Work has been performed to statistically find the best Varestraint testing parameters for materials for a specific equipment [7, 8, 15]. It is demonstrated that moving from analog to digital measurements is likely to reveal more and longer cracks in weldability test samples than analog measurements. In addition to magnification, camera resolution and quality of the optical system and lighting are going to play a major role in the transition to digital. However, the importance from our study that we would like to stress is the fact that digital image analysis provides traceable results which is very important, not at least from an industrial perspective. Further investigations would therefore be valuable to increase understanding of differences between manual evaluation and image analysis.

5 Conclusions

The influence of operators and evaluation technique on results of Varestraint testing at six strain levels was evaluated for a high-temperature austenitic stainless steel (UNS S31035). Four operators evaluated TCL, number of cracks, and MCL using manual crack measurement at × 25 magnification and one of these also used image analysis at × 50 magnification. The following was concluded:

• The individual operator average TCL was within one standard deviation of the average value of all operators. A similar standard deviation was found by manual and image analysis.

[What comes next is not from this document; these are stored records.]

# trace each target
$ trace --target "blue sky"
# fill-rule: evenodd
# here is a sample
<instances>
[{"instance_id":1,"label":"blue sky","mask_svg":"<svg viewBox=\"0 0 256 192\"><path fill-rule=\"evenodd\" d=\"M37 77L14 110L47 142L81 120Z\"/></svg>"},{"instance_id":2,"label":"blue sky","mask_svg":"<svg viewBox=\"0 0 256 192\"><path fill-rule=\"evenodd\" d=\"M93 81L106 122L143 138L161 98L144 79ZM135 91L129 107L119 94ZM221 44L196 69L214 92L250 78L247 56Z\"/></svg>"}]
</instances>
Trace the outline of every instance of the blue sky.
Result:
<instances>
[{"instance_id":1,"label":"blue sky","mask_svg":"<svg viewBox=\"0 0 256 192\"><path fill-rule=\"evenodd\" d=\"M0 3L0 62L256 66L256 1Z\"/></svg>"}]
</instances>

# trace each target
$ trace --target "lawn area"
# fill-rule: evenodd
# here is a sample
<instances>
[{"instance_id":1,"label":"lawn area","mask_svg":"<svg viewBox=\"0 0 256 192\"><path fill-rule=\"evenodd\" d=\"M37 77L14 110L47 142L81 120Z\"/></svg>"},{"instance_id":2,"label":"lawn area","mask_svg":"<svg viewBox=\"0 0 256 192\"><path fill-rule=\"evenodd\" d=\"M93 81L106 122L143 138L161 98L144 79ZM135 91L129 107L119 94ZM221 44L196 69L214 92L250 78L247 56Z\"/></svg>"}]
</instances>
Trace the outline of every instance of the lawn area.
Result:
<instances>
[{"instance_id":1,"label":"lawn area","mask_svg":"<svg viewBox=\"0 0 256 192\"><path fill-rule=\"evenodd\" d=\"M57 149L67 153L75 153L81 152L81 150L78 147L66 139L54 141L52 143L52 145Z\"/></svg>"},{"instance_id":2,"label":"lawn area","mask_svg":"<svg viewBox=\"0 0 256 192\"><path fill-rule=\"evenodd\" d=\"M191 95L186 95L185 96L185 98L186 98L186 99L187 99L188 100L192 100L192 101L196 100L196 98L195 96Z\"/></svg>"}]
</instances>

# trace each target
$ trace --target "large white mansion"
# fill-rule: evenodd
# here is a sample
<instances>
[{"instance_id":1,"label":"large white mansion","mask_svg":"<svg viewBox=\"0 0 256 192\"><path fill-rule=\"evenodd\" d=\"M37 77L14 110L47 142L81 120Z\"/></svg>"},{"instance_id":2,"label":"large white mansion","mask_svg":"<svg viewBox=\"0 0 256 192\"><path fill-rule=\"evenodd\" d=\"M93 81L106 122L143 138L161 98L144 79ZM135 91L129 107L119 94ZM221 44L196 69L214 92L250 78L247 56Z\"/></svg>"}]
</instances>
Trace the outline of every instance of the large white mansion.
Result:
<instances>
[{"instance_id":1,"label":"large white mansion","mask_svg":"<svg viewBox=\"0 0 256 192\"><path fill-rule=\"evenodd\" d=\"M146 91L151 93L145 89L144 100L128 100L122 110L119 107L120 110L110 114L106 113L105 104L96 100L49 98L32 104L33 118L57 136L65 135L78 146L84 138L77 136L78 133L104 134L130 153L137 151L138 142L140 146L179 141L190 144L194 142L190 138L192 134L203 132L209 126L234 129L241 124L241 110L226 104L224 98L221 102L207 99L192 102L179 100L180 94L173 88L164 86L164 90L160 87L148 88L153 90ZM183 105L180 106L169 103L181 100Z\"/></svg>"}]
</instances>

• The average TCL and total number of cracks were approximately 1.5 times higher when using image analysis compared with manual evaluation.

• The difference in TCL can be explained by: (1) the crack path was followed in image analysis while straight lines were used in manual evaluation and (2) the higher magnification in image analysis made it possible to detect smaller cracks.

• The MCL results achieved with image analysis were similar to those of manual evaluation and were the criterion that showed the best agreement between the two methods.

• The largest variation between operators for manual evaluation was found for low strain levels where small and few cracks were found.

• Varestraint hot crack evaluation using image analysis provides traceable results. However, further studies of how magnification affects the results would be valuable.